The tabs feel odd to me. you might consider having a "products" or "chairs" tab with sub tabs for elegant, simple side chairs. i think the pricing and sizes should be on the pages with the product photos. The finish tab should have a differnet title, people who don't do woodworking don't know what half of what you say means. you might be better off saying a durable final coat is applied to let the natural colors of the wood show through, and leave it at that. I think that people paying those prices for a rocking chair expect lots of sanding they don't care about the numbers.


----------



## Mwalth (Nov 3, 2011)

First of all I would like to say you did a good job getting a start on your website. Many people don't realize that even if people don't directly purchase from your site many people go there to see your products and get information. Two major things you will want to consider when doing a website is branding and ease of use. Please don't feel like my comments are made in any way but to help. If you have further questions or would like some help, let me know.

You can accomplish branding by making the top menu bar not only the same, but also having your company name in it. To make it easy to use you may want the company name to take the user back to the home page. Then have buttons for products, gallery, shows, how to order, about me, contact. Adding facebook, twitter, or other buttons does help in this day in age.

I agree with the other posts that the photos need some work. One thing you have to remember is people are judging your work by what they see, not just the item. By showcasing the item alone you can show its best qualities. I would also suggest taking shots of each product from a few different angles and posting them so people can see more than one view. On pieces like the music stand I would try to make the four photos the same size so they align nicely together. Also on the same lines, people will judge you and your work by the writing that is on your site. I saw in a few places missing punctuation, etc. I would consider using a different color/font combination although I have seen many black/white sites that look stunning. Putting your site in a frame looks good too, where you have a different color like a grey making it look like your site is on a piece of paper, that helps differentiate the background from the site itself.

As many people have said having an actual contact form instead of linking to their email is a must. Not only do many people find it annoying, some people only have web based email and wouldn't be able to contact you. With products of this price a contact address or at least a phone number would put people at ease. Your phone number shows up under terms, but its easy to find in other places on the site.

I would put sub-menus of the different types of products under the products tab. For example elegant rocking chairs, simple rocking chairs, children's chairs, side chairs, music stand, cutting boards. Each of these product pages should have a price or at least a range of prices for the product. There should be a link saying contact me to order or with questions, or something similar to get people to contact you. The gallery should just be a photo gallery of completed projects, maybe even in a slideshow format. You could add captions to give details of the work. Shows should not be empty. On your home page you list you have a show confirmed, but it doesn't show up on your shows page. How to order would be where you put your terms, etc. About me would have some information about yourself, maybe testimonials, finishing techniques, how you utilize sapwood etc.

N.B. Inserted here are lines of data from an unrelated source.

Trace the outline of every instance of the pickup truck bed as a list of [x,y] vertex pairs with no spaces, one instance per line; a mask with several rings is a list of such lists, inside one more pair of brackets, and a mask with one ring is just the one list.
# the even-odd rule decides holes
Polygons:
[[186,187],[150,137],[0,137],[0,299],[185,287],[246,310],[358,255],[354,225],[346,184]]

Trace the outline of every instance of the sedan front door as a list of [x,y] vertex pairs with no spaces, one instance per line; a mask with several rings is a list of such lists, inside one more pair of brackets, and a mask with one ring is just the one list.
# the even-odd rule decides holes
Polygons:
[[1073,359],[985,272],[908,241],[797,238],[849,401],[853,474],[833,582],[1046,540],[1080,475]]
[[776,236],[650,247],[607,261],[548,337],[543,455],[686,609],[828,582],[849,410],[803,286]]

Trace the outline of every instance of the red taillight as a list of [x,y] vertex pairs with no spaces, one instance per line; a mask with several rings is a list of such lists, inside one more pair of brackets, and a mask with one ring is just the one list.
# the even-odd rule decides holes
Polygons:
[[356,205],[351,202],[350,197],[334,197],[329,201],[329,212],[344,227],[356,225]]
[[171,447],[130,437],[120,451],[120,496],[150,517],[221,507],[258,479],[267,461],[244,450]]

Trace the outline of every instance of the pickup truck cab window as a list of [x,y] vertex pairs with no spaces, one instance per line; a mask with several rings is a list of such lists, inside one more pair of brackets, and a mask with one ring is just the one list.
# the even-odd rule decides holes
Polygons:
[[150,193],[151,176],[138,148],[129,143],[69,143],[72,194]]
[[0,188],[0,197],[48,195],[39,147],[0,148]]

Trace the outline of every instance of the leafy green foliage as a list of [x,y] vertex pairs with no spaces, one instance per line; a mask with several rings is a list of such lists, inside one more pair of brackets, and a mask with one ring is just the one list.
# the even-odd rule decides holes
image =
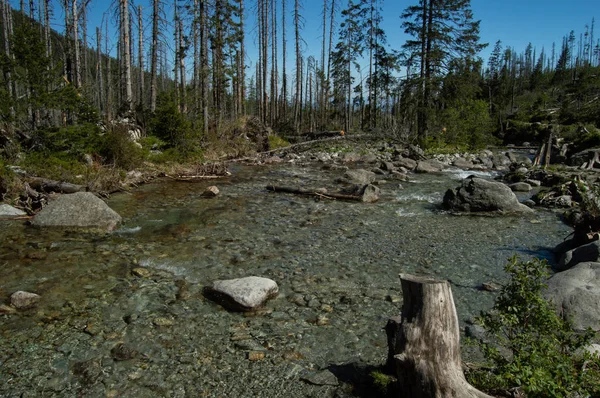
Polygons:
[[491,369],[473,371],[470,382],[490,391],[520,387],[528,397],[566,397],[600,393],[600,359],[583,353],[594,335],[580,335],[542,296],[545,261],[505,266],[510,281],[491,311],[477,319],[489,342],[478,344]]
[[130,139],[127,126],[110,129],[103,137],[100,153],[106,162],[125,170],[135,169],[144,160],[143,149]]
[[270,149],[285,148],[286,146],[289,146],[289,145],[290,145],[289,142],[287,142],[286,140],[284,140],[283,138],[281,138],[277,135],[269,136],[269,148]]

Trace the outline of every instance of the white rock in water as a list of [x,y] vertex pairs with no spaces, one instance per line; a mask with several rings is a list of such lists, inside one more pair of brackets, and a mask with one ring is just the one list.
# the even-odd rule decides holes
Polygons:
[[249,311],[260,307],[279,292],[277,283],[268,278],[249,276],[213,282],[209,293],[227,307]]
[[218,194],[219,188],[217,188],[214,185],[211,185],[210,187],[206,188],[204,192],[202,192],[202,196],[204,196],[205,198],[214,198]]
[[7,204],[0,205],[0,217],[12,218],[12,217],[21,217],[21,216],[26,216],[26,215],[27,215],[27,213],[15,208],[15,207],[12,207],[11,205],[7,205]]
[[10,296],[10,304],[18,309],[29,308],[40,301],[42,297],[35,294],[19,290]]

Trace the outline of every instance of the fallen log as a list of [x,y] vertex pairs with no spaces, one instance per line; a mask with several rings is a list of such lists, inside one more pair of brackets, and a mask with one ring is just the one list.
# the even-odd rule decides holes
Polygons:
[[29,186],[38,192],[56,192],[56,193],[75,193],[85,192],[87,188],[84,185],[71,184],[69,182],[48,180],[47,178],[32,177],[29,179]]
[[[402,397],[491,398],[467,383],[447,281],[401,274],[402,318],[386,328]],[[392,334],[392,335],[390,335]]]
[[283,187],[275,185],[267,185],[267,191],[292,193],[295,195],[316,196],[323,199],[331,200],[349,200],[355,202],[375,202],[379,198],[379,188],[373,185],[365,185],[360,188],[358,195],[350,195],[343,193],[330,193],[326,189],[302,189],[293,187]]

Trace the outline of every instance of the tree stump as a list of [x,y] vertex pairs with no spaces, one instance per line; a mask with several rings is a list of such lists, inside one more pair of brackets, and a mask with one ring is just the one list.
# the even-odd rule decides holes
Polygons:
[[450,285],[446,281],[401,274],[402,320],[389,330],[403,397],[483,398],[465,379],[460,330]]

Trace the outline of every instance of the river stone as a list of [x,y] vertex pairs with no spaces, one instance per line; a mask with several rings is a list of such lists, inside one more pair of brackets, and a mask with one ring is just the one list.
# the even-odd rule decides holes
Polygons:
[[10,304],[17,309],[33,307],[42,297],[35,293],[19,290],[10,296]]
[[214,185],[211,185],[210,187],[206,188],[204,190],[204,192],[202,192],[202,196],[205,198],[214,198],[218,194],[219,194],[219,188],[217,188]]
[[454,167],[458,167],[459,169],[470,169],[473,167],[473,162],[465,160],[463,158],[458,158],[454,162],[452,162]]
[[22,216],[26,216],[26,215],[27,215],[27,213],[15,208],[15,207],[12,207],[11,205],[7,205],[7,204],[0,205],[0,217],[1,218],[14,218],[14,217],[22,217]]
[[514,192],[529,192],[531,191],[531,185],[526,182],[515,182],[509,185],[510,189]]
[[91,192],[60,195],[32,220],[39,227],[77,227],[113,231],[121,216]]
[[340,179],[340,182],[347,184],[365,185],[375,181],[375,173],[364,169],[348,170]]
[[417,163],[415,171],[417,173],[437,173],[444,170],[444,164],[438,160],[422,160]]
[[320,372],[309,373],[300,378],[300,380],[305,381],[310,384],[314,384],[316,386],[337,386],[339,385],[339,381],[337,377],[329,370],[321,370]]
[[223,306],[236,311],[251,311],[277,296],[277,283],[268,278],[248,276],[213,282],[208,295]]
[[454,192],[444,195],[444,207],[451,211],[530,213],[529,207],[519,203],[514,192],[501,182],[468,177]]
[[556,269],[558,271],[565,271],[575,265],[583,262],[600,260],[600,241],[595,240],[587,245],[579,246],[573,250],[567,251],[562,255]]
[[600,329],[600,263],[579,263],[554,274],[545,296],[576,330]]
[[404,167],[407,170],[414,170],[417,168],[417,161],[410,158],[400,158],[394,162],[396,167]]

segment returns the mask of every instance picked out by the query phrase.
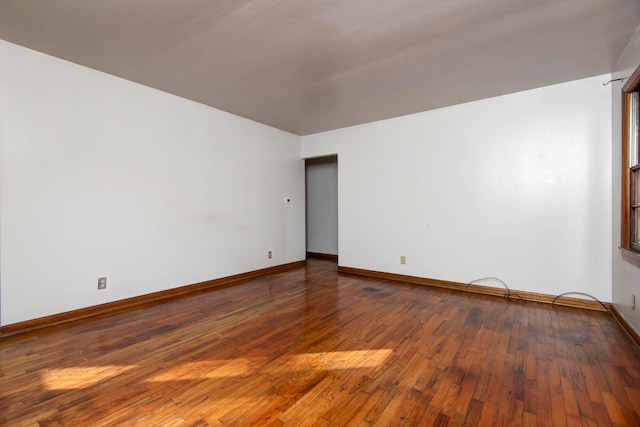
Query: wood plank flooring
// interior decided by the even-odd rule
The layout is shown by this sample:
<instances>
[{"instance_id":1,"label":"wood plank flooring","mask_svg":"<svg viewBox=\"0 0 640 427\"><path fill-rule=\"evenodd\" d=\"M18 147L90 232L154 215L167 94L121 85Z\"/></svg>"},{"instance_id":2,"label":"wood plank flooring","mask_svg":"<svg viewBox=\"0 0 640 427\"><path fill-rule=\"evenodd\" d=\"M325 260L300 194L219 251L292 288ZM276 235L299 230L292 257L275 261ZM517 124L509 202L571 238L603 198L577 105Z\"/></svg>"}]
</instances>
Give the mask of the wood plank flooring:
<instances>
[{"instance_id":1,"label":"wood plank flooring","mask_svg":"<svg viewBox=\"0 0 640 427\"><path fill-rule=\"evenodd\" d=\"M0 424L640 426L609 314L330 261L0 342Z\"/></svg>"}]
</instances>

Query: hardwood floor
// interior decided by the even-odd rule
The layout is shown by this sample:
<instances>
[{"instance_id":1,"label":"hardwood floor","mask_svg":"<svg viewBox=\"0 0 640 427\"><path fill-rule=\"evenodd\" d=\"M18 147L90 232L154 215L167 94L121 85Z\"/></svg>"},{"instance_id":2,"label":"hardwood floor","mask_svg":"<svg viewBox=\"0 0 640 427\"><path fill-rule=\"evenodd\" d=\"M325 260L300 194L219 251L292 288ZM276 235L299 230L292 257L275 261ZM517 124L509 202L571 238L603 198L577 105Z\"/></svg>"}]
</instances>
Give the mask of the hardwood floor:
<instances>
[{"instance_id":1,"label":"hardwood floor","mask_svg":"<svg viewBox=\"0 0 640 427\"><path fill-rule=\"evenodd\" d=\"M2 425L640 426L609 314L330 261L9 337Z\"/></svg>"}]
</instances>

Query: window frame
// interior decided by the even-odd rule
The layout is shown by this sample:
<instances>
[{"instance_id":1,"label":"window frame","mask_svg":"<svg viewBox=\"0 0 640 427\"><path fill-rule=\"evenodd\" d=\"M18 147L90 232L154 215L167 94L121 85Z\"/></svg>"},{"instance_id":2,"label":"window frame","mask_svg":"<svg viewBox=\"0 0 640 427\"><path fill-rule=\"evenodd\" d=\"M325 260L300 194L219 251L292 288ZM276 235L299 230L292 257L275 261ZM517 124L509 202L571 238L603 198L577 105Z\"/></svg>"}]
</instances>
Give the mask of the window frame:
<instances>
[{"instance_id":1,"label":"window frame","mask_svg":"<svg viewBox=\"0 0 640 427\"><path fill-rule=\"evenodd\" d=\"M627 83L622 87L622 226L620 250L625 261L640 267L640 228L638 215L640 215L640 200L638 191L638 178L632 182L634 174L640 174L640 102L636 101L633 109L633 93L640 93L640 66L636 68ZM640 95L639 95L640 97ZM632 121L635 120L635 136L632 134ZM631 145L636 159L631 164ZM636 238L634 242L634 238Z\"/></svg>"}]
</instances>

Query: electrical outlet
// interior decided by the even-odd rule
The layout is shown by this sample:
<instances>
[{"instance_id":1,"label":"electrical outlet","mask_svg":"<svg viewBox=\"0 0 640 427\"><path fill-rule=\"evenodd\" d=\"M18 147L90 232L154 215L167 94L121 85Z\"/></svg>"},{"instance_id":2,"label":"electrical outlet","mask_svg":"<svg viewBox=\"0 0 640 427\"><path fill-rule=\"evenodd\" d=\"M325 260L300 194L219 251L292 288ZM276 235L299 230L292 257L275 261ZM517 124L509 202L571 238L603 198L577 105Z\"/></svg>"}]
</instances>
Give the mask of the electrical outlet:
<instances>
[{"instance_id":1,"label":"electrical outlet","mask_svg":"<svg viewBox=\"0 0 640 427\"><path fill-rule=\"evenodd\" d=\"M290 205L291 204L291 197L285 197L282 199L282 203L284 203L285 205Z\"/></svg>"},{"instance_id":2,"label":"electrical outlet","mask_svg":"<svg viewBox=\"0 0 640 427\"><path fill-rule=\"evenodd\" d=\"M268 256L269 258L271 258L271 257L273 256L273 254L271 253L271 251L267 252L267 256Z\"/></svg>"},{"instance_id":3,"label":"electrical outlet","mask_svg":"<svg viewBox=\"0 0 640 427\"><path fill-rule=\"evenodd\" d=\"M404 255L402 255L400 257L400 264L406 264L407 263L407 259L404 257Z\"/></svg>"},{"instance_id":4,"label":"electrical outlet","mask_svg":"<svg viewBox=\"0 0 640 427\"><path fill-rule=\"evenodd\" d=\"M636 296L631 295L631 310L635 310L635 309L636 309Z\"/></svg>"},{"instance_id":5,"label":"electrical outlet","mask_svg":"<svg viewBox=\"0 0 640 427\"><path fill-rule=\"evenodd\" d=\"M107 289L106 277L98 277L98 289Z\"/></svg>"}]
</instances>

As I stated above, please don't take any of this personally, I just wanted to put my views that you can take all or none of them to make your site perfect. Remember in the end it is your site, and you have to be happy with it in addition to your customers being happy. Building a site that effectively shows products, makes the user feel welcome and secure is a difficult process but once complete can be very rewarding. If I can be of any help just drop me a message.


----------



## Tennessee (Jul 8, 2011)

If you look at the difference between Lee's Barkerbass.com, and my Tsunamiguitars.com websites, you'll see how two people making stringed instruments, for two completely different audiences, have approached their demographic.

Lee's clients would, I believe, would have a tendency to be more classically trained in music, more willing to be interested in the foundation of this wonderful instrument he builds. So more type, more information about this instrument, and what it would represent to the probable class of music it would play. The pictures are more discreet, with subtler lighting befitting the instruments.

My website, on the other hand, is aimed at a more basic rock, country or blues oriented player who may not have the depth of musical training, and probably be more interested in sound and show rather than the beauty of a life-time purchase. So for my website, more pics, bigger, easier to read type, less of it, and a basic call to action on every page, including quick refrencing Youtube videos so young players of the six string can hear the guitars immediately.

Lee's people would be in a more discriminating crowd, so his website reflects that wonderfully. My aim is to put a custom built guitar into the hands of up and comers in the fast paced world of rock, blues and country, for a lower price than most custom builders, so let's get to the instruments right away, please.
In the end, the two approaches are almost opposite, although we are both selling a stringed instument.

By the way, Lee, those things are gorgeous!!!


----------



## yellowtruck75 (Jan 1, 2010)

Is there a way to link an Etsy account to a website? I want to add a button that will enable buyers to link right to my Etsy store.

If you can does anyone know how to do it in Iweb


----------



## woodjewelry (Jun 9, 2010)

Hi yellowtruck,

Your off to a good start with the site, I think you kneed to refine the typography and photography slightly, after all you are selling a product for over $1000 your site should reflect the quality of he product.

As for Etsy, they have an application on their site which gives you code to embed a widget that displays items in your shop on your site.


----------



## yellowtruck75 (Jan 1, 2010)

Made a few adjustments to include:

Contact information
Picture placement
Terms
Added Cutting Board page

I know that i need to upgrade the quality of my pictures but my wife will be "surprising" me with photography equipment for Christmas so I will add new photos in January.

I still need some assistance with linking my Facebook and Etsy pages.

http://www.lostcreekwoodworking.com


----------



## craftsman on the lake (Dec 27, 2008)

Hey, just found your request. website is pretty nice. I use iWeb too. Great little program. Too bad Apple isn't updating any longer but it should be just fine for awhile.

Anyway. the word 'TERMS'. Maybe it's just me but it's the word used in hostage negotiations. "What are your terms". It fits what the page is but it sounds unfriendly like 'these are my terms'. Something like 'How to Order' maybe? Or something similar.


----------



## Neight (Nov 6, 2011)

I really like your website! It's simple, straightforward, not clunky or cluttered. Very well put together!
I also love the side chairs! I tend to slouch when I sit, and those things look like they were built for me! 
very nice work, and good luck with it!
N8


----------



## yellowtruck75 (Jan 1, 2010)

Changed the page from Terms to Ordering

Thanks for the feedback Craftsman on the lake


----------



## yellowtruck75 (Jan 1, 2010)

Changed the format to be a bit easier on the eyes.

www.lostcreekwoodworking.com

Better pictures to come.


----------



## Stephenw (Nov 14, 2011)

The header buttons should use a larger font size.

As already suggested, the prices should be placed with the product pictures.


----------